The Kawasaki ER-5 is a naked commuter motorcycle produced in Japan by Kawasaki. The bike is powered by a liquid cooled four-stroke DOHC 498 cc engine based on the design used in the GPZ500.

==Engine==
The Kawasaki ER5 is powered by a 498CC DOHC liquid cooled, in-line, parallel twin engine which produces 49.6BHP or 37kW. The engine is fed by two carburetors, one for each cylinder.

==Braking==
The ER5 has a twin piston front disk brake and a rear drum brake. Unlike many modern motorcycles, with fixed caliper and floating disk, the ER5 has a fixed disk and floating caliper. 'A' models have a trailing piston which is smaller than the leading piston but the later 'C' models have identical leading and trailing pistons, dramatically improving front braking. 'A' model owners often fit caliper units from 'C' models.
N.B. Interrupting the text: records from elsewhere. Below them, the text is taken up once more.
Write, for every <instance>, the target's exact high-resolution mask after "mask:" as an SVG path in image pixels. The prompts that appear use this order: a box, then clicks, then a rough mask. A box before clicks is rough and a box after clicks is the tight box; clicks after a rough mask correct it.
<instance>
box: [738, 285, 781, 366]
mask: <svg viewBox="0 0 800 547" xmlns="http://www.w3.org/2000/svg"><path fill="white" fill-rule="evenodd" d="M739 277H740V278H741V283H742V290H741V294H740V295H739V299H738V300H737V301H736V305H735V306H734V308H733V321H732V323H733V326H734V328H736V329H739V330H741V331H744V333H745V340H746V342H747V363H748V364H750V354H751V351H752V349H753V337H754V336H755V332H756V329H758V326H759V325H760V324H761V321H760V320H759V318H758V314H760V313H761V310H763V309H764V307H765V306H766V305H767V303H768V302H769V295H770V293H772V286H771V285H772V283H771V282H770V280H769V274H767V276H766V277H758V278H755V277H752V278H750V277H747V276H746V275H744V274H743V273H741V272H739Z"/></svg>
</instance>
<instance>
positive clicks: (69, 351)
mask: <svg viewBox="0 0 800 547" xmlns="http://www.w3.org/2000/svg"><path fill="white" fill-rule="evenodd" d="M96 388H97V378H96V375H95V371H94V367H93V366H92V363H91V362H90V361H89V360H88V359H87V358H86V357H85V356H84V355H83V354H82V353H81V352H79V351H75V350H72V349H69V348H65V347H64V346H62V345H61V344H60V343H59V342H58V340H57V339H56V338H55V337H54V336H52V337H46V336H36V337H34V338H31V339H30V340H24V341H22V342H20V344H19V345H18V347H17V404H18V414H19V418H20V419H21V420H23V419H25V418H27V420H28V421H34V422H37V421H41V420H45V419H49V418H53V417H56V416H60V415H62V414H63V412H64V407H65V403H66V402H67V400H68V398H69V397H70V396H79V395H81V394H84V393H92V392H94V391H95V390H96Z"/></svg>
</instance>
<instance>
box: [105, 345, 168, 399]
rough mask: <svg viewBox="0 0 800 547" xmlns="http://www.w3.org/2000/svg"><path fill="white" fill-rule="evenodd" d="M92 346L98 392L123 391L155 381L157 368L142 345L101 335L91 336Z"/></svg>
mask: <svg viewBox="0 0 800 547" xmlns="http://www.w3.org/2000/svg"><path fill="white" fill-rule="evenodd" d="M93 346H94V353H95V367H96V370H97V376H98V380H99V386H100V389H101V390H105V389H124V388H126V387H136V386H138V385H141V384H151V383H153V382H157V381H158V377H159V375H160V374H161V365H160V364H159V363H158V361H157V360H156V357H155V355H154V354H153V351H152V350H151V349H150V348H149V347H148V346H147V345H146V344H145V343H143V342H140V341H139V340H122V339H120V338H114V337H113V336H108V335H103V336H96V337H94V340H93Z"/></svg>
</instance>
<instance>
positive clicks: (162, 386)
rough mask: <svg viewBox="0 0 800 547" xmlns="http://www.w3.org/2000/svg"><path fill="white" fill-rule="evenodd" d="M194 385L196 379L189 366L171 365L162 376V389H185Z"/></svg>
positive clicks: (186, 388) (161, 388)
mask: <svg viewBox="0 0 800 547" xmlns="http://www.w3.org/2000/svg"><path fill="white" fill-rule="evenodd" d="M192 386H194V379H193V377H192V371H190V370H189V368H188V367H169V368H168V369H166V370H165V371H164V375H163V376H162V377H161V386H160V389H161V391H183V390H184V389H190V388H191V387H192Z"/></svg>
As for most motorcycles, another common braking upgrade is to reduce sponginess by replacing the OEM brake hose with a braided brake hose.

==Suspension==

The ER5 has a non-adjustable female slider front fork, with 36 mm diameter tubes on the A series and 37 mm on the C series. The rear has a dual-shock swingarm with adjustable pre-load.

==Controls==

The ER5 uses standard motorcycle controls; left hand clutch, right hand front brake and throttle, left foot gear stick, right foot rear brake.